Un ado britannique, premier à tester un nouvel implant cérébral contre l’épilepsie

Illustration. Gros plan d'un scanner cérébral montrant une activité électrique anormale pendant une criseADN
Ce dispositif médical, équipé de deux électrodes intégrées dans le cerveau, a pour objectif de neutraliser les signaux anormaux générés par l'épilepsie. Est-ce l’innovation tant attendue pour contrôler cette maladie ?
Tl;dr
- Oran Knowlson test le premier neurostimulateur cérébral contre l’épilepsie.
- Les crises d’épilepsie ont diminué de 80% grâce à cet appareil.
- L’appareil est implanté dans le crâne, une première.
- D’autres enfants vont tester ce neurostimulateur dans le cadre d’un essai clinique.

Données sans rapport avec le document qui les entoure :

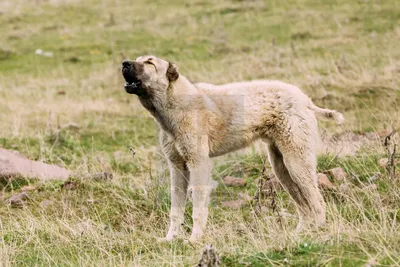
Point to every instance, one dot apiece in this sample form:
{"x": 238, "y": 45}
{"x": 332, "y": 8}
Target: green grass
{"x": 344, "y": 54}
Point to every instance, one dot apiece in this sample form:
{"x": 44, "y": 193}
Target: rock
{"x": 69, "y": 185}
{"x": 214, "y": 185}
{"x": 209, "y": 258}
{"x": 233, "y": 204}
{"x": 18, "y": 200}
{"x": 233, "y": 181}
{"x": 273, "y": 183}
{"x": 285, "y": 214}
{"x": 15, "y": 165}
{"x": 324, "y": 182}
{"x": 246, "y": 197}
{"x": 338, "y": 174}
{"x": 101, "y": 176}
{"x": 384, "y": 162}
{"x": 45, "y": 203}
{"x": 344, "y": 188}
{"x": 28, "y": 188}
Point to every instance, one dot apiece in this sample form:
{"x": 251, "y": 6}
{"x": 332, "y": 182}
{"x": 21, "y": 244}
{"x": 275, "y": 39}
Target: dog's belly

Une première médicale prometteuse
Oran Knowlson, un jeune patient atteint d’une épilepsie sévère, a été le premier à expérimenter un nouveau neurostimulateur implanté dans le cerveau.
Ce dispositif à la pointe de la technologie a permis de réduire de 80% les crises que subissait le garçon, d’après les informations relayées par la BBC.
Une opération au résultat significatif
Menée par un essai clinique à l’hôpital Great Ormond Street de Londres, cette intervention de huit heures sur ce jeune patient originaire de Somerset a permis un changement très positif dans sa vie.
« Il est plus heureux et a une meilleure qualité de vie », confirme sa mère, Justine. Souffrant du syndrome de Lennox-Gastaut, une forme d’épilepsie difficile à traiter, Oran subissait des crises allant de deux douzaines à des centaines par jour.
Un dispositif innovant
Les crises d’épilepsie sont le résultat de perturbations électriques anormales dans le cerveau. Le neurostimulateur installé dans le crâne d’Oran a pour objectif de perturber ces anomalies électriques.
Il émet une impulsion constante de courant via deux électrodes situées profondément dans le cerveau du jeune garçon. Cet appareil a la particularité de se recharger tous les jours à l’aide d’un casque sans fil.
Un espoir pour d’autres enfants
La réussite de cette intervention a ouvert la voie à d’autres essais : trois autres enfants atteints du syndrome de Lennox-Gastaut seront prochainement équipés de cet appareil.
Cette étude vise à démontrer l’efficacité de ce nouveau type de neurostimulateur implanté dans le crâne, comme l’explique Martin Tisdall, neurochirurgien pédiatrique et responsable du projet. Ce neurostimulateur a également fait ses preuves pour traiter des patients atteints de la maladie de Parkinson.